Did the series start out as fantasy and only get retrofitted to science fiction when it came time to write this book? Or was McCaffrey a sci-fi writer all along, even though she chose to set her stories in an ideal fantasy world? I'm not sure I'll find out.

The writing in this story gets very choppy at times. There are a couple main characters whose thoughts we follow most of the time, but as some tension and mystery builds around what a particular person is doing we'll suddenly get a couple pages from that person's perspective, explaining everything. Many of the smaller plotlines begun in the first third of the book are dead ends. Only one comes back in the middle part of the book, and even that really doesn't make a big impact on the story.

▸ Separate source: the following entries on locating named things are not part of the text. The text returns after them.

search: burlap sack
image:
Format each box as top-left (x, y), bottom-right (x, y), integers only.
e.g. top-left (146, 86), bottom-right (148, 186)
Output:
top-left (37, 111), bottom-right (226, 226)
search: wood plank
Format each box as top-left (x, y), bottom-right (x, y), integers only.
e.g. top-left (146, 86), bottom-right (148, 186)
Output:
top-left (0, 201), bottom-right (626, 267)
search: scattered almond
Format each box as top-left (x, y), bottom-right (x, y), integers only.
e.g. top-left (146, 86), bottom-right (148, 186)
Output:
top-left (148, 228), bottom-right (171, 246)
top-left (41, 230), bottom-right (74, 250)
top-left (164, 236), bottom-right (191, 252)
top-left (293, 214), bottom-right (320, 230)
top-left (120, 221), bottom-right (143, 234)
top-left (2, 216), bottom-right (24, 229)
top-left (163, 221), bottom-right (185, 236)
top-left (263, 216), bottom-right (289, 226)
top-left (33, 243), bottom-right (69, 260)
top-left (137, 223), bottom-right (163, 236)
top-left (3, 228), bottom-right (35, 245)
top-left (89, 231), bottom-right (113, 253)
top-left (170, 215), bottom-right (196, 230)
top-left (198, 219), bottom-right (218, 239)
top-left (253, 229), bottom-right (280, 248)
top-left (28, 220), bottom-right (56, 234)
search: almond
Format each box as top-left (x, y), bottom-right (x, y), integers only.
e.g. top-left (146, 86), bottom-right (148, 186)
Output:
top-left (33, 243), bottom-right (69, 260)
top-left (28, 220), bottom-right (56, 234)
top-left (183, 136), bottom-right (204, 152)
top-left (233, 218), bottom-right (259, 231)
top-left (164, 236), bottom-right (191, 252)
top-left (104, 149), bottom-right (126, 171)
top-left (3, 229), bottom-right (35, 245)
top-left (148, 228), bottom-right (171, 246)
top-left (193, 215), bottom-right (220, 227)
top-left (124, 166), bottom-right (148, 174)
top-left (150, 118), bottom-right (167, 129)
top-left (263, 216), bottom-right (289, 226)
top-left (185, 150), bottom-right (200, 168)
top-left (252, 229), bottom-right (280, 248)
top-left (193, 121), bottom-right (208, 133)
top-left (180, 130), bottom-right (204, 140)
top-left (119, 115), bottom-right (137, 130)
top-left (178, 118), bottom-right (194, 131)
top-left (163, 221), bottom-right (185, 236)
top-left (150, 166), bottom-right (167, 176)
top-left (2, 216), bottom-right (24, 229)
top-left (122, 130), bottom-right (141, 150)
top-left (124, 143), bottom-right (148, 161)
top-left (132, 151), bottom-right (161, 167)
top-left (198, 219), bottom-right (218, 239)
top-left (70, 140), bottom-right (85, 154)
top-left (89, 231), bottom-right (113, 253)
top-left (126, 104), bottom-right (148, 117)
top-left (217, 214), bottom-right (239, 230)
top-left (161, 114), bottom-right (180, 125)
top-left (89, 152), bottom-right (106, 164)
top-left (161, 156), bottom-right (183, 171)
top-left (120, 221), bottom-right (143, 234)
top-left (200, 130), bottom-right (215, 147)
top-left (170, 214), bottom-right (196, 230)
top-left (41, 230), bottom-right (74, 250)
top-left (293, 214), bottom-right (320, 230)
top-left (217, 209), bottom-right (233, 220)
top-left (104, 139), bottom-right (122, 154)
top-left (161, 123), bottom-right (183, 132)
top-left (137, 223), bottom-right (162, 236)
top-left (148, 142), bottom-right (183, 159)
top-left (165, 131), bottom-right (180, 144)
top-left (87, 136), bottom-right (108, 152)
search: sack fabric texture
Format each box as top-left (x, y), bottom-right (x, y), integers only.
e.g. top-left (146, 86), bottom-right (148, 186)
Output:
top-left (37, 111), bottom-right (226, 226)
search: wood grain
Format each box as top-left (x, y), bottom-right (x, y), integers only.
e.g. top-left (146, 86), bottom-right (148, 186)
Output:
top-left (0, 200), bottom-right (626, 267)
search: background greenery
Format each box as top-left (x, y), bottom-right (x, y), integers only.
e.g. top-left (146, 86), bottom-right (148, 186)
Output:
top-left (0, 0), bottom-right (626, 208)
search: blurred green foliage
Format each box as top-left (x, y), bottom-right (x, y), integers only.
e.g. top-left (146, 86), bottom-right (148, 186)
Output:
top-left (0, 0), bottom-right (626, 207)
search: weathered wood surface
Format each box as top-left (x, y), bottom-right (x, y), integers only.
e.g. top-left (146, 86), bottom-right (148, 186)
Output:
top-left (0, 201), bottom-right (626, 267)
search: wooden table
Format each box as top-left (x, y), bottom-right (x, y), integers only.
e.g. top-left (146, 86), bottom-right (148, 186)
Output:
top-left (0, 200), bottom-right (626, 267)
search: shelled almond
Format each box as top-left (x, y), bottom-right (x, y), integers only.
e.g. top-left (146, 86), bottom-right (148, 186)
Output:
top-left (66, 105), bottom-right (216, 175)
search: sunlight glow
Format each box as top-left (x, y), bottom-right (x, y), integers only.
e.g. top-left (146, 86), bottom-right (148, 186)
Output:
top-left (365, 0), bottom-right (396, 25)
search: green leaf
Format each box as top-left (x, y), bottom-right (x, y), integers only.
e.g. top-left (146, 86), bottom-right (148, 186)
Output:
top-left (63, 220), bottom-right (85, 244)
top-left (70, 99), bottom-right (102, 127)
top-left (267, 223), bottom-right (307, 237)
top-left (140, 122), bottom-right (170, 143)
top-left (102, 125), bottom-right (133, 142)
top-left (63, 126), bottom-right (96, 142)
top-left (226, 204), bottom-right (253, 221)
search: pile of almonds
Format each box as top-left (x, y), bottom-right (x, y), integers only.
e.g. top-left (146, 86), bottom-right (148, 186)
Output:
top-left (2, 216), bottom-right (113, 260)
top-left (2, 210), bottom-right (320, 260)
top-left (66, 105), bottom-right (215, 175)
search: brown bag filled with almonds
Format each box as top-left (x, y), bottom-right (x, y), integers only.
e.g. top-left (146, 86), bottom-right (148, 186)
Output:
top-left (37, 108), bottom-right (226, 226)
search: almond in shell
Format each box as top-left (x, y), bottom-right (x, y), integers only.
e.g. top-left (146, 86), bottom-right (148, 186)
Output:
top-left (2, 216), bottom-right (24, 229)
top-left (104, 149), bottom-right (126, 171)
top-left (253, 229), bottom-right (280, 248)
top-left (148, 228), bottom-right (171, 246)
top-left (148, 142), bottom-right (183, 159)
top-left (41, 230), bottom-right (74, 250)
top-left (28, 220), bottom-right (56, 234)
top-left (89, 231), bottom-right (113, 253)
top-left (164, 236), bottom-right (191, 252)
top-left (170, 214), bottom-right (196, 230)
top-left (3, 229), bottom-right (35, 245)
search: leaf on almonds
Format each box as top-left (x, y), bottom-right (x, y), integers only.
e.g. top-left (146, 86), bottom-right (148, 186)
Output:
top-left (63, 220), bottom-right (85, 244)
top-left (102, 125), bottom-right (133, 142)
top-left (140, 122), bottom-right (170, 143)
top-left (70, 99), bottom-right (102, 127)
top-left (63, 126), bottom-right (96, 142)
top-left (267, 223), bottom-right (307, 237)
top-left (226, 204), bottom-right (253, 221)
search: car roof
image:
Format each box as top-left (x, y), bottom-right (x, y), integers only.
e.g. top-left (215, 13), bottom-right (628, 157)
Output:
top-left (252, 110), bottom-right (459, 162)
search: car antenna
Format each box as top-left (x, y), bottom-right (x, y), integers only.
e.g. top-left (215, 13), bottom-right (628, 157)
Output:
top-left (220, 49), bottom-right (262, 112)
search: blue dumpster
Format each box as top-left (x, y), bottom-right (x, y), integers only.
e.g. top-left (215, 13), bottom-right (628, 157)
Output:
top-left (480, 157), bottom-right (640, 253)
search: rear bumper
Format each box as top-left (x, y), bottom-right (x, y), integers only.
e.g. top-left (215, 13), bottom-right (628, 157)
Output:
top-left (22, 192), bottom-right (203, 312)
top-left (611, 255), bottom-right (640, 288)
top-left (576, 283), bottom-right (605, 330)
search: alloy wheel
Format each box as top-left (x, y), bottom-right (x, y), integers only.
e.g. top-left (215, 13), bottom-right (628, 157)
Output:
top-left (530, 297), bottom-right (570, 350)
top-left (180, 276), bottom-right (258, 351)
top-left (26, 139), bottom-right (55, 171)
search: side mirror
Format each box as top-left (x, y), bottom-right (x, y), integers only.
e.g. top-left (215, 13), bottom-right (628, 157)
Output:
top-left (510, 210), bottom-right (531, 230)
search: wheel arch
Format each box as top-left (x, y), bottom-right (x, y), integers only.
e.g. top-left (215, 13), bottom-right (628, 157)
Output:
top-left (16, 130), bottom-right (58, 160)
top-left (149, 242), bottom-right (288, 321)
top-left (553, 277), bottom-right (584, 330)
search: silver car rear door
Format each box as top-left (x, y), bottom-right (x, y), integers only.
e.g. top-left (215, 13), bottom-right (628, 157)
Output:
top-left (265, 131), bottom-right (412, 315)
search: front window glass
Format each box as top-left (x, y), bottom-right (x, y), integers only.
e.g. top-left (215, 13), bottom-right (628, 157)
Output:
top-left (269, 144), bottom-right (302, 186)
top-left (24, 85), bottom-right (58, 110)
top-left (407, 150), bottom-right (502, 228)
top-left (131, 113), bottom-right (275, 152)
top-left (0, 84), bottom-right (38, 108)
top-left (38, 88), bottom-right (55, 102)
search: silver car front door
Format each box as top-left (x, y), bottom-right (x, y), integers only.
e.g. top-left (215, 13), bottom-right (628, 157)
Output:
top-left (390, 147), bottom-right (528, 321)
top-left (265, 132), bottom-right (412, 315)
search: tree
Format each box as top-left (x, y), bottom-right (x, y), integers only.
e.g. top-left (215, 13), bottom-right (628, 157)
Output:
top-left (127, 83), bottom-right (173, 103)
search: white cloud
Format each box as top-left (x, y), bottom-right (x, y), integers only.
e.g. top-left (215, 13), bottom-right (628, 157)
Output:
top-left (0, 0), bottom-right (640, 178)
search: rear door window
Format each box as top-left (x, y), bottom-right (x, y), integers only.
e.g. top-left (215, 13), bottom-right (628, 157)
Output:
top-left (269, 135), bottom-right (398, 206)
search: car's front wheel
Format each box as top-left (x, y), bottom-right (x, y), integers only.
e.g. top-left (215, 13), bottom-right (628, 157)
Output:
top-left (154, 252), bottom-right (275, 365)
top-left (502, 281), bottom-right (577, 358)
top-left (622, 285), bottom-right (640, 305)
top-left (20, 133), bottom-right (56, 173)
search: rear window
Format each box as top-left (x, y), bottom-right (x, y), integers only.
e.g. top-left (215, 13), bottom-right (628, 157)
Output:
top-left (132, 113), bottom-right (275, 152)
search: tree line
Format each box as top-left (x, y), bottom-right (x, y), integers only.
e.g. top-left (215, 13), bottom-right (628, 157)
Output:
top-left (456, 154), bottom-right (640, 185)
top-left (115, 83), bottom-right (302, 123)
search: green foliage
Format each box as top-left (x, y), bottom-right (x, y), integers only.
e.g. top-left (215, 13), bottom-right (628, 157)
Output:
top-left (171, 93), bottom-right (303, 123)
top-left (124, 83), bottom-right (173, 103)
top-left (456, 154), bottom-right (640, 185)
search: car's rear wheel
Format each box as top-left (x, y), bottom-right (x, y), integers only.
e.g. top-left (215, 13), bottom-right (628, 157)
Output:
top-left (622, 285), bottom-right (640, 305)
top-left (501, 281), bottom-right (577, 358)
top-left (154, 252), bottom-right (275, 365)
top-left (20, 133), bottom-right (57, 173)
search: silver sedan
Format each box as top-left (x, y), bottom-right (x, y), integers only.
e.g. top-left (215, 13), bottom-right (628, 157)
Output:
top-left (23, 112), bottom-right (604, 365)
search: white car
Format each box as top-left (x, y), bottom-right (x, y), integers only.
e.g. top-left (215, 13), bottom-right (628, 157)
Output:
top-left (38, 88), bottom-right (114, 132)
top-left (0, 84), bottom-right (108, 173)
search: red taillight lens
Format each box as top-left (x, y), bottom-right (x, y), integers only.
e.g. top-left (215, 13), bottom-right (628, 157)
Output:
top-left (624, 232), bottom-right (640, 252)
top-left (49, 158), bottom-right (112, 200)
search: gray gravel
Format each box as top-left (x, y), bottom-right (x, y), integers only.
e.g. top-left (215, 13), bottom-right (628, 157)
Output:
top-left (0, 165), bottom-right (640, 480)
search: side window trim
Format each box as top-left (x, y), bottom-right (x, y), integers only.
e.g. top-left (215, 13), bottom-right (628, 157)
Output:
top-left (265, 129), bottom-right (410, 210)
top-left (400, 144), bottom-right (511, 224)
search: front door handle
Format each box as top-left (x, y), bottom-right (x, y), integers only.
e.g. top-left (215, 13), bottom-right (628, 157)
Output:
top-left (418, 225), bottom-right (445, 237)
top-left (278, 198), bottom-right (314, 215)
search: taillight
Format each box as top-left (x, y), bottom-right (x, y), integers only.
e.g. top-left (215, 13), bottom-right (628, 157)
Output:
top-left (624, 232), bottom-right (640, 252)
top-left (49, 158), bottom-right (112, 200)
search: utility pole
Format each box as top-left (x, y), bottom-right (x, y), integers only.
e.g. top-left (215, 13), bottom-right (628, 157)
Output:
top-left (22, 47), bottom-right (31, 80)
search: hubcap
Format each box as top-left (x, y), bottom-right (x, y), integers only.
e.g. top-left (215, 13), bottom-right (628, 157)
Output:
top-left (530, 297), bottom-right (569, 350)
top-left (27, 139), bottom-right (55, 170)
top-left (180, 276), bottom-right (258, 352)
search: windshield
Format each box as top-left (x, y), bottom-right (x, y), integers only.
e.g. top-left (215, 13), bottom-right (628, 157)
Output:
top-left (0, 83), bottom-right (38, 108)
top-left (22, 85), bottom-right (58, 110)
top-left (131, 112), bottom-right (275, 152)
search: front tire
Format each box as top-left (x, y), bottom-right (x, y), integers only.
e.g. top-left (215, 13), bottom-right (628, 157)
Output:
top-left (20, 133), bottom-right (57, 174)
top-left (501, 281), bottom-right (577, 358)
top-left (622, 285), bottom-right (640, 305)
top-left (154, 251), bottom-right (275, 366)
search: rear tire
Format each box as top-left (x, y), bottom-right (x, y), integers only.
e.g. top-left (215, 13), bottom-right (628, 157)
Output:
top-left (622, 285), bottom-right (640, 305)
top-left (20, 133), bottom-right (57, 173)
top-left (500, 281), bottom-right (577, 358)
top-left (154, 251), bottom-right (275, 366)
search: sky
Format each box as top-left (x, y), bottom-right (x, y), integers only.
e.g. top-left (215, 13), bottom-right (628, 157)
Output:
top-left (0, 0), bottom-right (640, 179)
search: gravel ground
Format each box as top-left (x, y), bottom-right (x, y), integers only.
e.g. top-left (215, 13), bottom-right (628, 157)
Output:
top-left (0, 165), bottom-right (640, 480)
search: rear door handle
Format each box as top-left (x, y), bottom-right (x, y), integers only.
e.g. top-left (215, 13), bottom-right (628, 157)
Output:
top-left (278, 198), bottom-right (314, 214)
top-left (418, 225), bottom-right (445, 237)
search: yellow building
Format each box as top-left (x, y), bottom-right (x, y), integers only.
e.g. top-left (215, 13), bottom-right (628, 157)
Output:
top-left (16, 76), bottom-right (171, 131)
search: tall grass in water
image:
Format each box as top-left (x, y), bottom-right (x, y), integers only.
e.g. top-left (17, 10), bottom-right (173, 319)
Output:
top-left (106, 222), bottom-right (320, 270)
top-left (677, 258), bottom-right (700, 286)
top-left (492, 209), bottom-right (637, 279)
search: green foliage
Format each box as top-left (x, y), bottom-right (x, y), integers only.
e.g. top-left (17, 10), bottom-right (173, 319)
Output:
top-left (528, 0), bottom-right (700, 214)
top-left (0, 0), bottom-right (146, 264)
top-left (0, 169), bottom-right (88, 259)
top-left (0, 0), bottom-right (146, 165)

The other fault I find is a tendancy to avoid action in favor of reviewing events. Many times the narrative jumps forward a couple months, not to the next exciting bit of action, but past it, where we get to hear a conversation about what happened. After a while this got very disappointing. Some major events were shown live, and McCaffrey proves that she can write live action just fine in those instances. Maybe it comes from writing the ancient history of a world that's a bestseller based on the "present day", but I found this periodic backwards focus disturbing.

Overall, the story was an average sci-fi new-colony tale. If it stood alone, I might be interested in seeing where things went next. Also, if it stood alone I might wonder about the choice of where to end the story. It makes perfect sense if the point of the story is to present the origins of the Dragonriders, and you could argue that the final events prove the colony is in significantly less danger than it was just a bit earlier. Still, now that I know I won't be seeing these characters or, in a significant sense, this world again (because it will change significantly as years go by) I'm not really geared up to read the next Pern novel. In a way, this story does stand alone, because no other novels were set at this early time.

I will continue with the remaining two novels in the compilation I bought. These follow Dragonsdawn in recommended reading order but are still overall way down the list. Now that I've done some research I'll know where to go if the remaining books get my interest. Until I see how they go, however, neither this book nor this series have my recommendation.